子供食堂の目的・機能の中核が「食事の安価或いは無償の提供」にあることは間違いないですが、それだけを意識して運営されているわけではありません。

子どもが家庭や学校以外の幅広い年代の人々と関りを持てるようにする 「地域交流の拠点」という機能も備えていることが多いです。

伊是名氏のツイートで引用されている記事にも、「実際には、こども食堂のほとんどは、地域の交流拠点、共生拠点を目指して運営されているのに、それが伝わっていなかった。」という記述がある通りなんだろうと思います。

子ども以外の利用者が増えることと地域コミュニティの醸成

増加している“子ども食堂”とは?その目的や課題を知ろう

子ども食堂の開催事例
全国でさまざまな団体が運営している子ども食堂の実例を見てみましょう。

高円寺 こども食堂
高円寺 こども食堂は、2015年より運営されているこども食堂の先駆けの1つです。
こちらでは、食事の提供とあわせて、小学生~高校生を対象とした無料学習塾も実施しています。最近では、子どもだけでなく、高齢者の利用も増えているということです。幅広い年齢層の人が参加できるコミュニティとして、地域に根差した活動を継続しています。

市内一覧 - kawasaki-kodomoshokudo-nw ページ!

子ども食堂に子ども以外の利用者が増えることは、それだけで何か悪いことと捉えられるものではありません。

川崎市の子供食堂の一覧を見ても、子どものみを対象にしていると明言している所以外は大人料金が設定されているので、総じて大人の利用者を念頭に置いているのが分かります。

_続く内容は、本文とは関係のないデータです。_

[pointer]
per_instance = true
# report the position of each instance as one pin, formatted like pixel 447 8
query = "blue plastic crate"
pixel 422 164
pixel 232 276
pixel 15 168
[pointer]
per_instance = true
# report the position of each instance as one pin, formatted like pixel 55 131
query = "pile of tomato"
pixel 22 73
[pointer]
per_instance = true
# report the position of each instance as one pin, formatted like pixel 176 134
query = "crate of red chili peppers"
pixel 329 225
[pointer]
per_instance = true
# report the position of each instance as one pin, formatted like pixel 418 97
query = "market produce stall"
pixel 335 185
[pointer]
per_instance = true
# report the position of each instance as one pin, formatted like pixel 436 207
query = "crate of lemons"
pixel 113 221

大人が500円の値段の所もあります。

食事は子どもらには原価割れした値段で提供しているので、子ども以外の方がそれなりの対価を支払って食事をすることは一定の運営の補助にもなると思われますから、必ずしも「貧困者の大人が利用すべき」とは考えられていないようです。

子ども食堂の仕組みへのフリーライドは許されない

もっとも、この仕組みにフリーライドするような利用方法は避けられるべきで、それは常識のある使い方が求められていると言えます。

伊是名氏のツイートの中には

なにより夕飯の準備、片付け、しなくていいから幸せ

という文言があるせいで、仕組みにフリーライドしていると受け取る者も出ていると思われ、そこは批判されても仕方がないと思います。

子ども食堂の存在や存在意義について知られること自体は良いことなので、発信の仕方を工夫して頂き、利用の仕方を思い直して頂きたいと思います。